The Doriot wasn’t so picky about lubrication. A can of Three-In-One oil bought at your local Piggly-Wiggly would last for months. An important aspect of the assistant’s job was regularly applying generous amounts of the oil to the wheels to prevent them from seizing. Assistants got very adept at diplomatically explaining to patients why a black streak would suddenly appear on their clothing after a freshly lubricated Doriot laid down tracks that defied any known detergent to eradicate.

In contrast, the air turbine doesn’t fully engage the dentist’s mind because it doesn’t threaten to fly apart at any moment. It’s a useful tool, but not very exciting. With no sense of impending disaster to demand full attention to its operation, comes a complacency that engenders boredom. Connected to its power source by a length of black tubing, it lacks the one thing that made the Doriot an instrument of everlasting fascination to young and old alike. It lacks a belt.

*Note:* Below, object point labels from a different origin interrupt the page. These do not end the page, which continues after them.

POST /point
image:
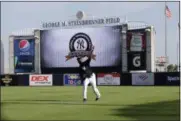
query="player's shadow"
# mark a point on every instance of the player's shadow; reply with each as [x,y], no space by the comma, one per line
[168,110]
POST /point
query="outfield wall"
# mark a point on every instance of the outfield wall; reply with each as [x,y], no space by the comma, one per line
[103,79]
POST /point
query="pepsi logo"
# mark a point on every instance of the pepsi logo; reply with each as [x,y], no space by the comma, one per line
[24,45]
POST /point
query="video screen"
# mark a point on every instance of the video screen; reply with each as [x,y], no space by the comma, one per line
[61,47]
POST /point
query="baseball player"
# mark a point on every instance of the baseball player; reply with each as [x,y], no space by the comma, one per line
[87,76]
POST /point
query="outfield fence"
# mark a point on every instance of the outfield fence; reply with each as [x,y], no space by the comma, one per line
[103,79]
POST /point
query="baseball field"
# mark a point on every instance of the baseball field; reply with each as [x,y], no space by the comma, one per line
[65,103]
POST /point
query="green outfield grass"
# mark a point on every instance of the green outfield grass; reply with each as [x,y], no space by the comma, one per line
[65,103]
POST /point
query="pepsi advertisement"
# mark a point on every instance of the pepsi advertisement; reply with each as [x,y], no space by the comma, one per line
[24,52]
[72,79]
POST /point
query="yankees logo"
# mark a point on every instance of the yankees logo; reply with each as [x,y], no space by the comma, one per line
[136,61]
[80,45]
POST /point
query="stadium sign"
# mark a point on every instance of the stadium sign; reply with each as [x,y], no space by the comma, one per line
[73,23]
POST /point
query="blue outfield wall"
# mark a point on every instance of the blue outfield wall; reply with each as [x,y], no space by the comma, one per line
[106,79]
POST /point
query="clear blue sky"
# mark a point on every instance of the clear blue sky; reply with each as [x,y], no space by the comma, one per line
[20,15]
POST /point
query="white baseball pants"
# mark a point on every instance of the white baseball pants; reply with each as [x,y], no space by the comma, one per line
[92,81]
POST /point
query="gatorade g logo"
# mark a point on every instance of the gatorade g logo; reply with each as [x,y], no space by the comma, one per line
[136,61]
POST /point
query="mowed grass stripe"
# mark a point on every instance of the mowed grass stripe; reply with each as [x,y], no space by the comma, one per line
[65,103]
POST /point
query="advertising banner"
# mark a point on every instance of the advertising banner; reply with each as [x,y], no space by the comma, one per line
[8,80]
[72,80]
[108,79]
[136,61]
[40,80]
[136,40]
[24,52]
[167,78]
[142,79]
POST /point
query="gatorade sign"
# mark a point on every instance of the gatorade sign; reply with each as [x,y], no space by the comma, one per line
[136,61]
[40,80]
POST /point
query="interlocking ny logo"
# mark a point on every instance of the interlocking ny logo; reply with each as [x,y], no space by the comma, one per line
[143,77]
[80,45]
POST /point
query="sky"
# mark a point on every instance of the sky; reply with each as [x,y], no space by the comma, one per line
[21,15]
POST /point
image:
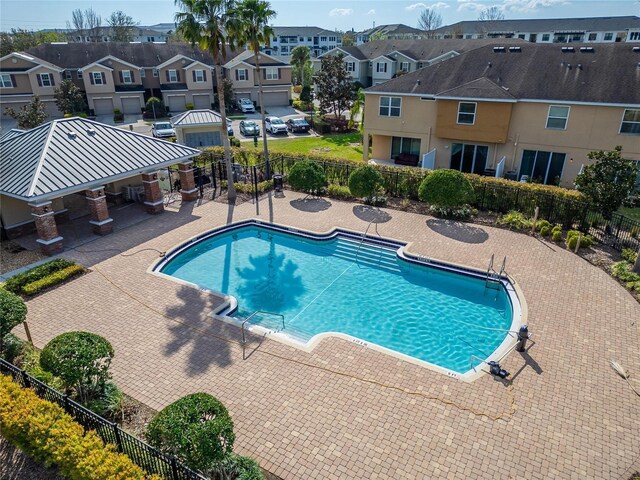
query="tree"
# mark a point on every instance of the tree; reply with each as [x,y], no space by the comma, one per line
[13,312]
[429,21]
[608,181]
[29,116]
[69,98]
[81,360]
[205,23]
[253,28]
[335,86]
[197,429]
[299,58]
[122,26]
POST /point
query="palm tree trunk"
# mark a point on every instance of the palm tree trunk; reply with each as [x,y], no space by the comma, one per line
[264,127]
[231,189]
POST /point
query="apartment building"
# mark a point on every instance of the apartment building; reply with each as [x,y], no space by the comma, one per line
[553,30]
[529,112]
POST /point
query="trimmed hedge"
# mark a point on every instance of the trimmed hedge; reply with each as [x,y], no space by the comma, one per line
[35,279]
[44,431]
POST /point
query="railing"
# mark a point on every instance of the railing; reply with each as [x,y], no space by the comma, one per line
[141,453]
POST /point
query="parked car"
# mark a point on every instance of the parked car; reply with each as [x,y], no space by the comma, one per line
[163,130]
[246,105]
[249,128]
[298,125]
[275,125]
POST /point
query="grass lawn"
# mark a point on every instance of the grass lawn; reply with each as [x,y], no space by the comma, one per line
[347,145]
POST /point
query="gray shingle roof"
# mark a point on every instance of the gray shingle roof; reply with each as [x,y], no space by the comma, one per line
[196,117]
[545,25]
[606,74]
[72,154]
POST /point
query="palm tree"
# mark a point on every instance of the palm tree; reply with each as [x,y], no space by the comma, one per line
[252,28]
[205,23]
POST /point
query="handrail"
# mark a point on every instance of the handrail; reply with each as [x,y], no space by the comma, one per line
[254,314]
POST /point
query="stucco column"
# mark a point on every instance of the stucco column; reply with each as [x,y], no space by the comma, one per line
[48,238]
[100,222]
[188,189]
[152,194]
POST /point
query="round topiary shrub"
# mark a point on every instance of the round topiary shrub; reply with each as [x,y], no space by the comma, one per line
[307,176]
[197,429]
[13,312]
[365,182]
[446,188]
[81,360]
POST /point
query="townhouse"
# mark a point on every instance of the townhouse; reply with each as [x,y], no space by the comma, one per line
[552,30]
[528,112]
[123,76]
[379,61]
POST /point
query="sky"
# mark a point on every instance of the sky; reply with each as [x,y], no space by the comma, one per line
[332,15]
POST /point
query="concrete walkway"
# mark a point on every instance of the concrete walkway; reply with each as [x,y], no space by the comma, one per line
[344,411]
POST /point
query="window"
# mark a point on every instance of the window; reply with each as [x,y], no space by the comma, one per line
[557,117]
[390,106]
[97,78]
[271,74]
[126,76]
[381,67]
[469,158]
[467,113]
[542,167]
[630,122]
[5,80]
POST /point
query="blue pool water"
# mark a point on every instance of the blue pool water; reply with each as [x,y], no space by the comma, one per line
[318,285]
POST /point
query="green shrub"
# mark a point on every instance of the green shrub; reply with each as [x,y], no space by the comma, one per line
[16,283]
[365,181]
[13,312]
[338,191]
[307,176]
[45,432]
[446,188]
[197,429]
[515,221]
[81,360]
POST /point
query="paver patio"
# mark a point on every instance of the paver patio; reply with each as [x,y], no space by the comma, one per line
[344,411]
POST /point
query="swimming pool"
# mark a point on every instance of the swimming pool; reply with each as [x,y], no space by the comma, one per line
[374,292]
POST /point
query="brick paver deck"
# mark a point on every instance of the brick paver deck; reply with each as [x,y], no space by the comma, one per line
[345,411]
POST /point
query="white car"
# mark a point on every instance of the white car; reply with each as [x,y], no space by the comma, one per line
[275,125]
[246,105]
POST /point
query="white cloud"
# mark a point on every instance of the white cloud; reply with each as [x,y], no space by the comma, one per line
[340,12]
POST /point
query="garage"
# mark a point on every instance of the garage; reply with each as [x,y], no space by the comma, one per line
[201,102]
[103,106]
[275,99]
[202,139]
[131,105]
[177,103]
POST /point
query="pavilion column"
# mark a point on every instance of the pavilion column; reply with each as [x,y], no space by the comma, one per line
[152,194]
[48,238]
[100,222]
[188,189]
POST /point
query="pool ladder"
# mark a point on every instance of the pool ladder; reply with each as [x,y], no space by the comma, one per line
[492,278]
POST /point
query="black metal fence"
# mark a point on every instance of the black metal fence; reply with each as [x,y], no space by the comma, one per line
[142,454]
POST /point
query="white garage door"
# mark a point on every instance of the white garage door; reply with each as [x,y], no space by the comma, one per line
[103,106]
[275,99]
[201,101]
[177,103]
[131,105]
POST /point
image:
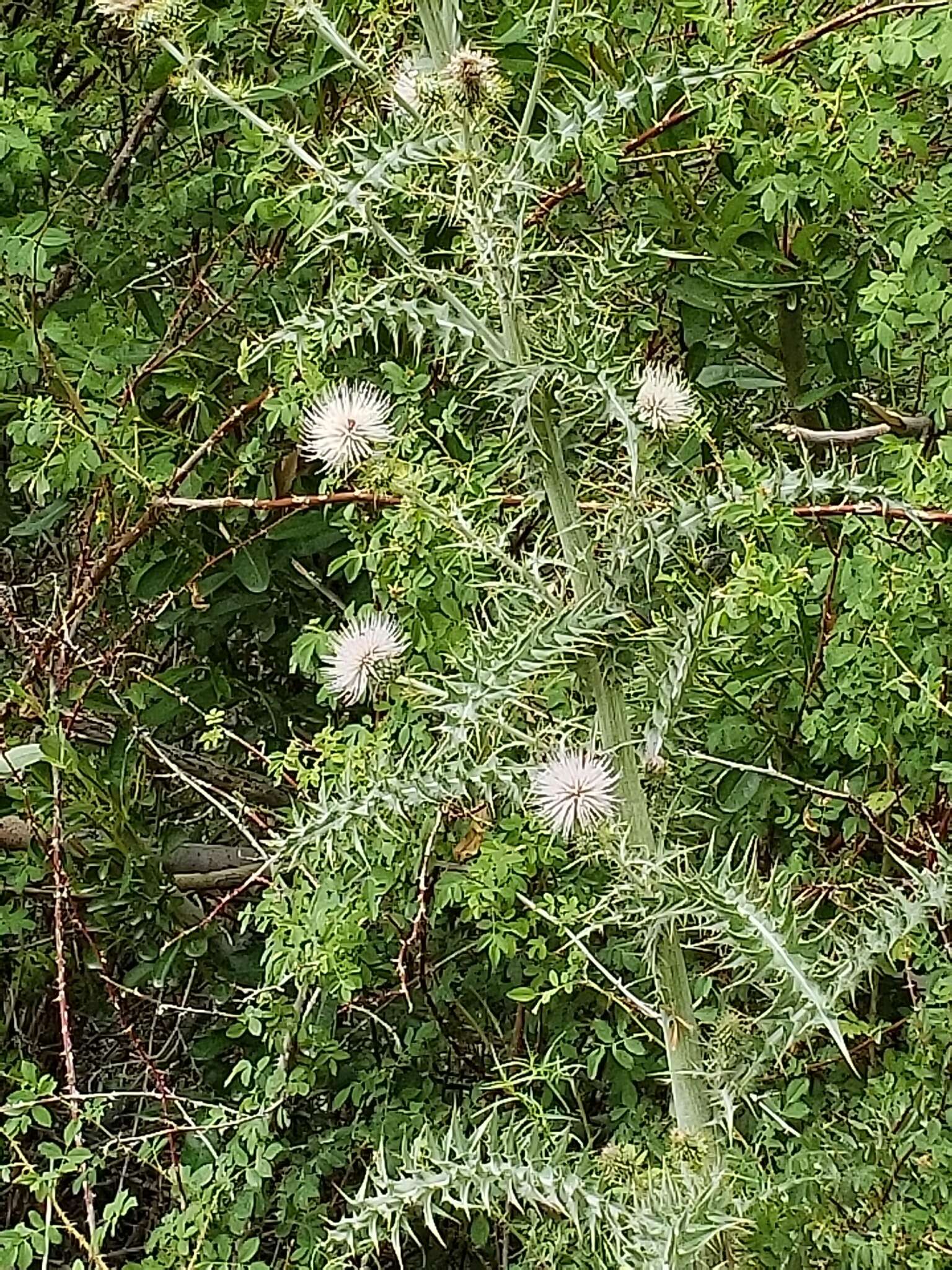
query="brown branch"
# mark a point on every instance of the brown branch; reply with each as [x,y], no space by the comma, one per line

Every operator of a Doriot handpiece recalls the endless enjoyment he experienced with the belt. It was a closed-circuit cord made out of some woven material that -- when carefully threaded over the wheels, under the pulleys and properly tensioned -- connected the powerful electric motor with the end of the handpiece. A skilled practitioner could accomplish this handily in somewhat less than an hour.

The thrill of witnessing a fully functioning Doriot in full chat was shared by the patients who stared transfixed as the belt whirled around its circuit much like the 33 cars that start the Indy 500. And just like the Indy track does to the racer, after a certain number of laps, the wheels would take their toll on the cord. The cord would begin to fray. Slightly at first, then with gathering authority until a considerable wad of failing cord would refuse to pass between one of the wheels and its guard. This guaranteed a mandatory pit stop until a new cord was installed. It gave the patient time to get his eyes back into some kind of focus because he had been following the disintegration of his nemesis with horrified fascination.

Pedodontists of the era took advantage of this hypnotic effect of a belt decomposing. They would wrap a little absorbent cotton around the belt in two separate places. With a little moppet in the chair, the dentist would instruct him to "watch the rabbits race." And race they did! Two bits of cotton chasing each other at speeds approaching Mach 1 were enough to enthrall the most intractable kid.

Try that with your air turbine! And don’t get me started on lasers.

Alas, at last count there were only 37 dentists still alive who recall clearly the Doriot handpiece. Should you ever encounter an old party without any hair on the back of his wrist, you've stumbled on a genuine artifact. Cherish him.